Find below short descriptions and links to the reports for the two projects I completed as part of a one term nanodegree in Natural Language Processing with Udacity (April 2020 - June 2020). In this program, I learned and put in practice the concepts behind natural language processing and speech recognition, including machine translation, part of speech tagging, and sentiment analysis.

Part of Speech Tagging

Part of speech tagging is the process of determining the syntactic category of a word from the words in its surrounding context. It is often used to help disambiguate natural language phrases because it can be done quickly with high accuracy. Tagging can be used for many NLP tasks such as for information retrieval or for word sense disambiguation.

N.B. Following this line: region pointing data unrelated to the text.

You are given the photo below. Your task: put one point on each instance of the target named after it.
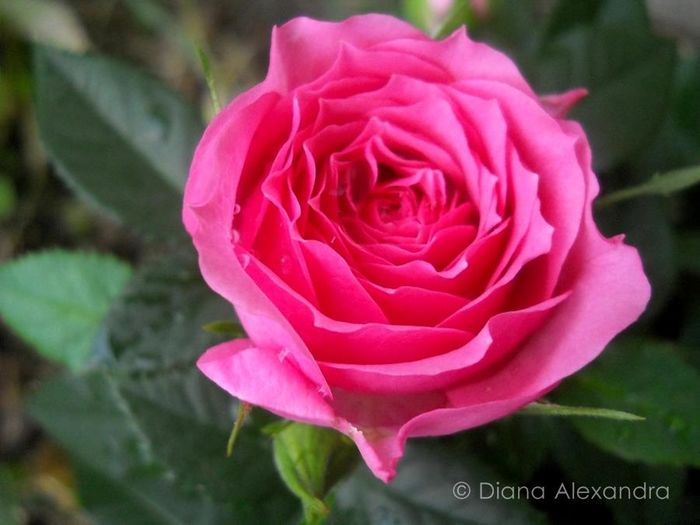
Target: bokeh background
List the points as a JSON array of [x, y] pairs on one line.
[[37, 479]]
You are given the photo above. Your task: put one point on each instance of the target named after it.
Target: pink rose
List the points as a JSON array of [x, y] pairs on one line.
[[405, 231]]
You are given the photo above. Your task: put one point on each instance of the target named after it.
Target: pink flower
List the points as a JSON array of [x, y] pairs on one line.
[[405, 231]]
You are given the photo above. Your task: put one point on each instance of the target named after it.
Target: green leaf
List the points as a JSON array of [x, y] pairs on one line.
[[646, 378], [310, 460], [552, 409], [157, 324], [52, 23], [627, 70], [57, 300], [155, 335], [587, 465], [209, 78], [227, 328], [118, 137], [422, 493], [418, 13], [666, 184]]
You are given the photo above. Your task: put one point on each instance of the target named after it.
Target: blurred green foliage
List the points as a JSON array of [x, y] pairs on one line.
[[145, 434]]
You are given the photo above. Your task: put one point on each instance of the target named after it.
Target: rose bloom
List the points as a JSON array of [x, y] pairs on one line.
[[405, 231]]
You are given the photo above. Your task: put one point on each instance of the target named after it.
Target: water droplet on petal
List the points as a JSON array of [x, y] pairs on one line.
[[244, 259]]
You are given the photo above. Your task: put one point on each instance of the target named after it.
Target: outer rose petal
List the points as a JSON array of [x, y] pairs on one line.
[[319, 44]]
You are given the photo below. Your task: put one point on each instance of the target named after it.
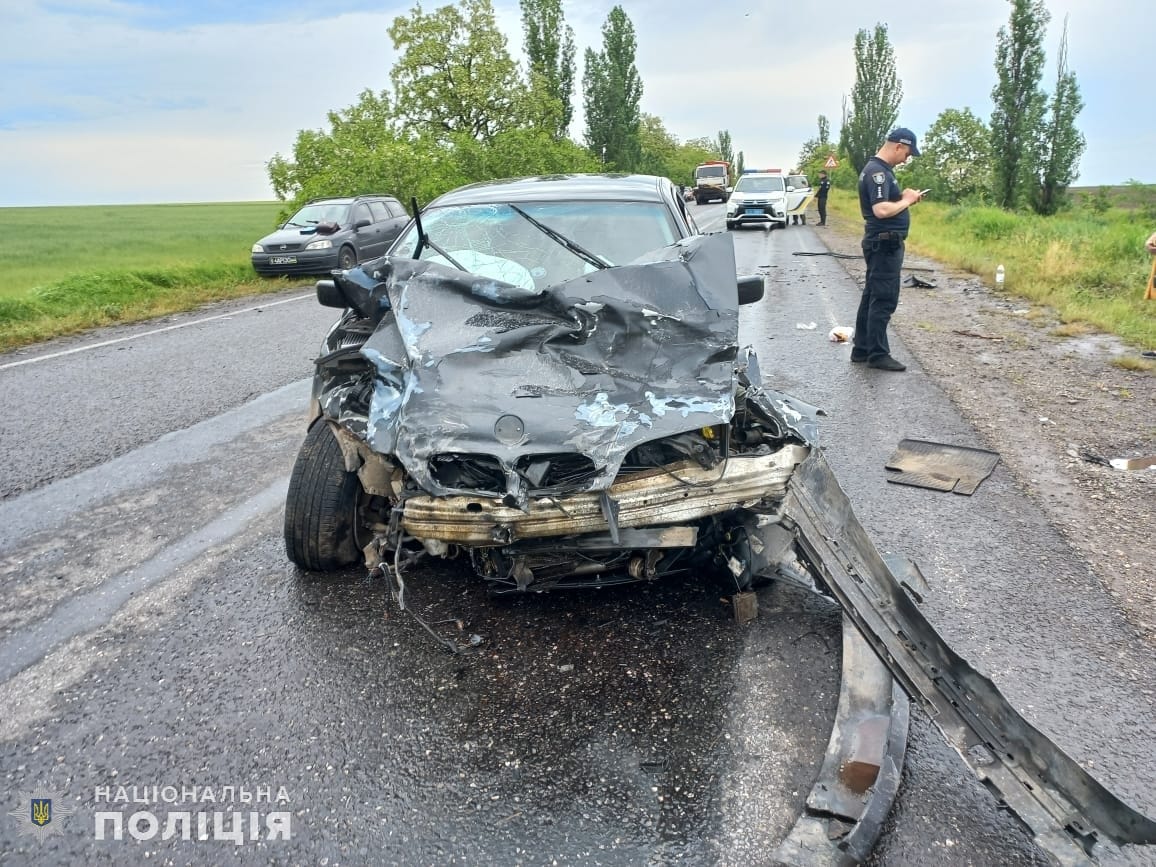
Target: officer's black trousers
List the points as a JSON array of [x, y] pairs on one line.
[[880, 297]]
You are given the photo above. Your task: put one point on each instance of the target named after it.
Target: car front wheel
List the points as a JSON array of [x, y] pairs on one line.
[[321, 508]]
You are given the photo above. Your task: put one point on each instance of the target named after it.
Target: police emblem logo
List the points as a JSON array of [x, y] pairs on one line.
[[39, 814], [42, 810]]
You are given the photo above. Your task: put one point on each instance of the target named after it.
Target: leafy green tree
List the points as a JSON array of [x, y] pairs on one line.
[[956, 161], [1019, 102], [516, 153], [816, 148], [1061, 143], [453, 73], [874, 98], [550, 53], [362, 152], [613, 93]]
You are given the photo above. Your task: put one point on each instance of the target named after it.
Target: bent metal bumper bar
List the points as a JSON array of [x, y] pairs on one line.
[[1066, 809], [676, 494]]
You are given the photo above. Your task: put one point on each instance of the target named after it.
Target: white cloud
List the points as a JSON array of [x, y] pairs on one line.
[[105, 110]]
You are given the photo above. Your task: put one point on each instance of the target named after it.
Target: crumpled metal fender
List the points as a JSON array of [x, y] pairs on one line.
[[1066, 809]]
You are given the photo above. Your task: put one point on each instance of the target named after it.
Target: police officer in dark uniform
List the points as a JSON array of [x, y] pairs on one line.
[[884, 209], [824, 187]]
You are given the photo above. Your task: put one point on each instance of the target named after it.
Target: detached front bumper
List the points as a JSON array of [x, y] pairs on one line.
[[679, 494]]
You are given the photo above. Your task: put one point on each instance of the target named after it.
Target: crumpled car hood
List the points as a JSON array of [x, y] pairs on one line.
[[467, 364]]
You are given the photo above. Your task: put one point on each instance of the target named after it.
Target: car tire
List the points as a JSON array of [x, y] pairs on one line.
[[321, 514]]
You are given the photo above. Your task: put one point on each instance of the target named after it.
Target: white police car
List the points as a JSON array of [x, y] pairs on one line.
[[758, 198]]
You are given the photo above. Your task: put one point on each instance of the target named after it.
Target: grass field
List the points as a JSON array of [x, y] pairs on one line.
[[67, 269], [44, 245], [1089, 266]]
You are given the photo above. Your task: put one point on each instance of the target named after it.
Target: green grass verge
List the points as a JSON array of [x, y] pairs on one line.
[[67, 269], [1090, 268]]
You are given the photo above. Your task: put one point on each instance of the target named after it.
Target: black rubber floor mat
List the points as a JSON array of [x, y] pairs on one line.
[[940, 466]]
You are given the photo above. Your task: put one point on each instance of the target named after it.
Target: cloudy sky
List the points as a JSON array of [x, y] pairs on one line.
[[176, 101]]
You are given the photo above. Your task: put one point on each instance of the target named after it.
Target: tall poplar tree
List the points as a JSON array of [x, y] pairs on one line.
[[874, 98], [1020, 104], [1061, 143], [726, 147], [550, 52], [613, 93]]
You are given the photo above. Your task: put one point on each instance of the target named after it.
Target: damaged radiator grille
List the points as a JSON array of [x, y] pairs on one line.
[[563, 471], [467, 472]]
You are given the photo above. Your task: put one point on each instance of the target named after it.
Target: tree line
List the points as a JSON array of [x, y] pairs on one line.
[[1025, 156], [461, 110]]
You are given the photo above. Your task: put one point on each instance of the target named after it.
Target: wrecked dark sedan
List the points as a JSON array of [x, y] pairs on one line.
[[543, 380], [541, 377]]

The project is built on a template provided by Udacity. The approach uses the Pomegranate library to build a Hidden Markov Model (HMM) for part of speech tagging using an 'universal' tag set. Hidden Markov models have been able to achieve more than 96% tag accuracy with larger tag sets on realistic text corpora. These models have also been used for speech recognition and speech generation, machine translation, and human gesture recognition for computer vision, and more.

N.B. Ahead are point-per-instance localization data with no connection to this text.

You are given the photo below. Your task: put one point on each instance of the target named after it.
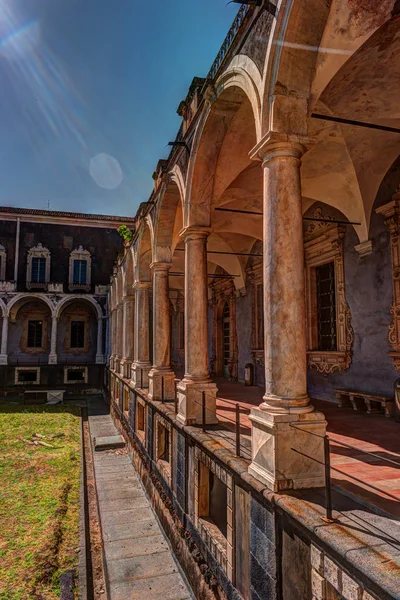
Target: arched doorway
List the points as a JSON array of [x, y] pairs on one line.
[[226, 340]]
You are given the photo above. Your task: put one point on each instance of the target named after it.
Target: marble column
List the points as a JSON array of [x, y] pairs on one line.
[[161, 376], [197, 376], [285, 420], [99, 349], [119, 338], [4, 341], [142, 364], [53, 342]]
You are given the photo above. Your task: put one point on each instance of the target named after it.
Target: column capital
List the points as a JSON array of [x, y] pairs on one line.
[[277, 145], [195, 232], [160, 266], [142, 285]]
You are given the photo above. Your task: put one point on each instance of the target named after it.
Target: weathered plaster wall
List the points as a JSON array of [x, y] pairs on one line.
[[369, 294]]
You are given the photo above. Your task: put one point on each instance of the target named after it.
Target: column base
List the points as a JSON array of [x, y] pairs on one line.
[[156, 379], [52, 359], [140, 374], [273, 438], [190, 398]]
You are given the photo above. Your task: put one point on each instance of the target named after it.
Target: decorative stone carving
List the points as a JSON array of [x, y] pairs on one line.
[[325, 244], [38, 251], [391, 213], [80, 254]]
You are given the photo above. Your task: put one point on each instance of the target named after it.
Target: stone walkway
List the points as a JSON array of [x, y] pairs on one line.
[[138, 560], [372, 433]]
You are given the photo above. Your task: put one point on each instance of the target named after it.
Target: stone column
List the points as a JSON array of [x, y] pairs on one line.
[[197, 376], [119, 338], [141, 365], [99, 350], [161, 376], [286, 419], [123, 336], [53, 342], [4, 341]]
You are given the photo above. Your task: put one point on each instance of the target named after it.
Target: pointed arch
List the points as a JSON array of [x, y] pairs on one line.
[[28, 298], [81, 298]]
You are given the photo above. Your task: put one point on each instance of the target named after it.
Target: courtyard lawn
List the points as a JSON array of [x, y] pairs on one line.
[[39, 499]]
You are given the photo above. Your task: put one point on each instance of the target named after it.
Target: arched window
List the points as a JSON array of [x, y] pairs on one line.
[[38, 271], [80, 265]]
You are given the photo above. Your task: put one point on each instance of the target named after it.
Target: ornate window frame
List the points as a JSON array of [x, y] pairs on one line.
[[391, 214], [80, 254], [38, 251], [324, 244], [36, 313], [77, 314], [3, 262], [83, 370], [19, 370]]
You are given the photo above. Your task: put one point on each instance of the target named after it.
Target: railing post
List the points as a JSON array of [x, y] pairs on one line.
[[203, 410], [237, 430], [328, 488]]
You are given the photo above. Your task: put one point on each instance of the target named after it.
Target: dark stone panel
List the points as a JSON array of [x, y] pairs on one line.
[[263, 550], [263, 519], [149, 432], [261, 583], [296, 566], [255, 45]]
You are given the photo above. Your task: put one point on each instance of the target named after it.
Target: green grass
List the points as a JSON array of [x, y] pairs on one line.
[[39, 500]]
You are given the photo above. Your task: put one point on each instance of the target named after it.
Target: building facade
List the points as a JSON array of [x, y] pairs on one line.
[[268, 253], [54, 275]]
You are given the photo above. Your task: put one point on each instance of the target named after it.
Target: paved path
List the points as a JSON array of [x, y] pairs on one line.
[[139, 562]]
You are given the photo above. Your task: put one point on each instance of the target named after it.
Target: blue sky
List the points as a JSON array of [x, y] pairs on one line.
[[85, 80]]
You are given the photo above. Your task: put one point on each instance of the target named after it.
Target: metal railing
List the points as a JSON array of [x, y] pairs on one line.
[[239, 410], [328, 468], [229, 39]]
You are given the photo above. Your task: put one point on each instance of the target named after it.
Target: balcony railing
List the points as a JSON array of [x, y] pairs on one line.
[[229, 39]]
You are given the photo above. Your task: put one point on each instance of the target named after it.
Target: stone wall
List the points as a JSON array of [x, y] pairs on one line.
[[368, 291], [103, 244]]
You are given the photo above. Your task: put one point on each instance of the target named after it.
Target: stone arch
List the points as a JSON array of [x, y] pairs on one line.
[[144, 252], [289, 67], [12, 307], [227, 125], [166, 236], [76, 297]]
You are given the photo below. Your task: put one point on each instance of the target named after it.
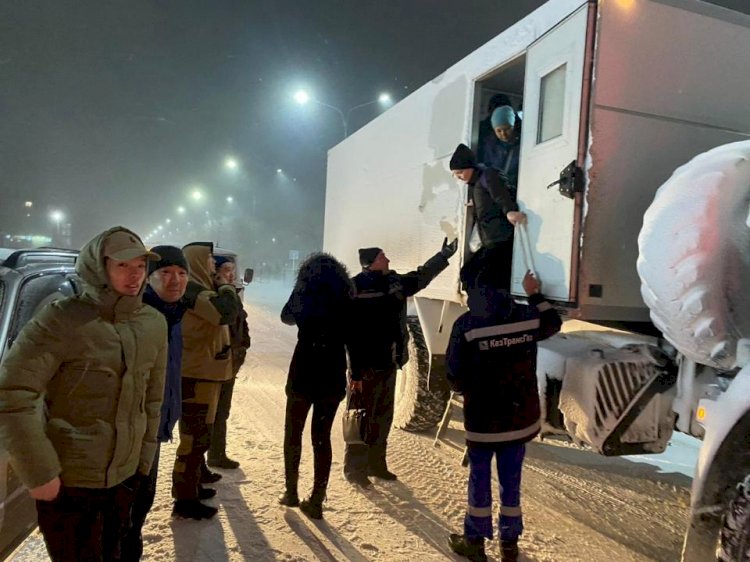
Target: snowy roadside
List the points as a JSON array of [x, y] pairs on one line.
[[577, 505]]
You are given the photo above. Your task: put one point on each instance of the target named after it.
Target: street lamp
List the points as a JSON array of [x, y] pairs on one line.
[[57, 217], [302, 98]]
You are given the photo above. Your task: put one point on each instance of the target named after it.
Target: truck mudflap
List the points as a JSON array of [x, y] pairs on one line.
[[616, 400]]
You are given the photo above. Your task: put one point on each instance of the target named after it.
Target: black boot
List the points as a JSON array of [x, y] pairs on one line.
[[509, 551], [289, 498], [472, 548], [205, 493], [313, 506], [193, 509]]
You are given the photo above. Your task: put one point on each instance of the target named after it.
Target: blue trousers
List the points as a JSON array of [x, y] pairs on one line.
[[478, 520]]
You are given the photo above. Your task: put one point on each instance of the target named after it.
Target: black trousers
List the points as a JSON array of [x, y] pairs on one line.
[[323, 412], [378, 397], [132, 544], [86, 524], [494, 262], [218, 448], [199, 401]]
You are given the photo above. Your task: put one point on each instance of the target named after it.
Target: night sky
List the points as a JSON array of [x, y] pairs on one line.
[[113, 111]]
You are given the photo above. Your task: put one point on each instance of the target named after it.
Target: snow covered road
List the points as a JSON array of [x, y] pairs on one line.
[[577, 505]]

There are two taggers constructed in this project. First a Most Frequent Class tagger to use as a baseline is built. A good baseline for tagger performance is to simply choose the tag most frequently assigned to each word. This 'most frequent class' tagger inspects each observed word in the sequence and assigns it the label that was most often assigned to that word in the corpus.

The HMM tagger has one hidden state for each possible tag, and is parameterized by two distributions: the emission probabilities giving the conditional probability of observing a given word from each hidden state, and the transition probabilities giving the conditional probability of moving between tags during the sequence.

This presentation is using Jupyter Notebook with a Python 3 kernel, using Pomegranate library.

Link: POS Tagging

Machine Translation Project

In this notebook (part of it provided by Udacity) I build a deep neural network that functions as part of an end-to-end machine translation pipeline. The completed pipeline accepts English text as input and returns the French translation. The project has three parts:

  • Preprocess - convert text to sequence of integers.
  • Models - create several deep neural networks which accept a sequence of integers as input and return a probability distribution over possible translations.
  • Prediction - run the model on English text sample.

There are four models built in this project:

  • a simple RNN,
  • a RNN with Embedding (from Keras),
  • a Bidirectional RNN,
  • an Encoder - Decoder RNN.

This project requires GPU acceleration to run efficiently. The project is written in: Python 3, NumPy, TensorFlow 1.x, Keras 2.x.